Aku tau bahwa bahagia tidak pernah jalan ditempat, ia seperti layaknya matahari yang terbit dan tenggelam pada masanya. Aku tau bahwa berduka tidak akan terjadi selamanya juga. Ketika tertawa dan bersedu dera adalah hakikat yang tidak pernah memisah.
Aku mengatasnamakan diriku sendiri, menyatakan menyerah kepada hidupku akhir - akhir ini. Aku yang setiap hari menyalahkan diriku sendiri sebab kerap kali gagal mengusahakan hidupku sendiri. Aku yang sendiri dan tanpa cinta ini ingin menghilang dari muka bumi yang setajam belati. Aku dan luka - luka yang selama ini tidak pernah terobati. Aku yang menyiksa diriku sendiri.
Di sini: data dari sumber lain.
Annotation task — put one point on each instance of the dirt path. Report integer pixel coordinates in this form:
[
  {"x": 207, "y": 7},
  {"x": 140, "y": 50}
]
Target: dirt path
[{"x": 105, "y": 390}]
Aku yang siang tertawa terbahak-bahak dan malam yang menjadi manusia paling cengeng. Aku yang sangat lemah dan tidak pernah menjadi kuat dengan mengatasi segalanya sendiri. Dan aku yang tidak mau merepotkan siapapun dengan perasaanku.
Aku yang akan mengusahkan baik-baik saja didepan siapapun kemudian menjujurkan diriku tepat ketika aku sudah mengunci kamarku. Aku yang selalu menyanggahkan ketidak-baik-baik sajaanku ini dan juga aku yang lemah terhadap air mata.
Ternyata menjadi sok kuat juga menyakitkan yaa....
Ternyata menjadi dewasa juga tidak sebaik itu. Ada air mata yang harus dibayar, ada senyum yang selalu harus ditebarkan. Ada juga banyak hal yang tidak perlu dirasakan.
Bagaimana jika kelak aku menjadi manusia gagal nanti?